I add my vote to yours, RG. Your post and Debora's gives me such a boost. I'm not sure of my numbers. I have number phobia as if not checking will have some magical effect.


----------



## ToniD (May 3, 2011)

Another small numbers person here. And my book's been up since June.  > rereads Debora's soap box <

36 copies sold this month--- + 50% (thank you, Kindle Lovers) ---one book---$2.99


----------



## 16205 (Jun 8, 2010)

Danielle Bourdon -- 459 -- + -- 9 -- .99 - $2.99


----------



## N. Gemini Sasson (Jul 5, 2010)

N. Gemini Sasson / 3026 / + / 4 / $2.99

Up 33% from September, owing to a new release.

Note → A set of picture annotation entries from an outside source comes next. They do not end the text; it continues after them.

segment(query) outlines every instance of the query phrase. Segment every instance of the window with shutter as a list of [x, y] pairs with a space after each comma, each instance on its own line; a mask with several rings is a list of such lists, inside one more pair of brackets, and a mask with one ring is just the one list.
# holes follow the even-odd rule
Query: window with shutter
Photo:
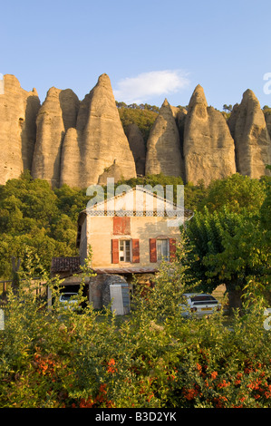
[[131, 234], [131, 218], [123, 217], [113, 218], [113, 235], [130, 235]]
[[132, 263], [140, 263], [140, 240], [133, 238], [131, 240]]
[[119, 260], [120, 262], [131, 262], [131, 240], [119, 240]]
[[157, 262], [156, 238], [150, 238], [150, 262]]
[[156, 240], [157, 260], [169, 260], [169, 239], [157, 239]]
[[112, 263], [119, 263], [119, 240], [111, 240]]
[[176, 239], [169, 238], [169, 260], [172, 262], [176, 257]]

(Looks like mine from earlier was missed, so I'm re-posting.)


----------



## MosesSiregarIII (Jul 15, 2010)

Moses Siregar III / 290 / +67 / 1 / $3.99 to $2.00 (price change mid-month)

I had my best month in print with a whopping 11 paperback sales. Even better, I actually managed to sell 2 books in Germany. 

My total sales since July 31st is up to 990. I'm happy.


----------



## Artemis Hunt (Aug 23, 2011)

Congrats all! May Nov be a great (10X) month for all of us! BTW, I'm another example of a small numbers person that have seen growth.... I only sold 14 my first month. I highlighted this in another thread. So if we all hang in there, it can happen! And if it doesn't, we'll make it happen by writing more!


----------



## wildwitchof (Sep 2, 2010)

Lisa Lim said:


> Since your book sort of falls under chick lit/ humor, here are some great blogs that will review your book/ do guest posts/ host giveaways and it can give your book some good exposure...


You are so awesome to post those links. Thank you. I'm going to pursue them.

I wasn't feeling very brave earlier today, but I've recovered. It's hard when you're not an immediate success, you know? (Get out the tiny violin.) Ah well. I love my new release and I just got new sneakers from Zappos. Life is good.

Here are my numbers (I'm excluding the new release and the flatlined old release.)

Gretchen Galway / Love Handles/ Amazon and BN (50/50 split) total 85 copies / $3.99.

(Those of you with smaller numbers can speak up, too. I first published in February, this novel's been out since April, and my third novel came out the first week of October. I'm making the snowball, but I can't seem to push it down the hill yet.)


----------



## LilianaHart (Jun 20, 2011)

Gretchen Galway said:


> You are so awesome to post those links. Thank you. I'm going to pursue them.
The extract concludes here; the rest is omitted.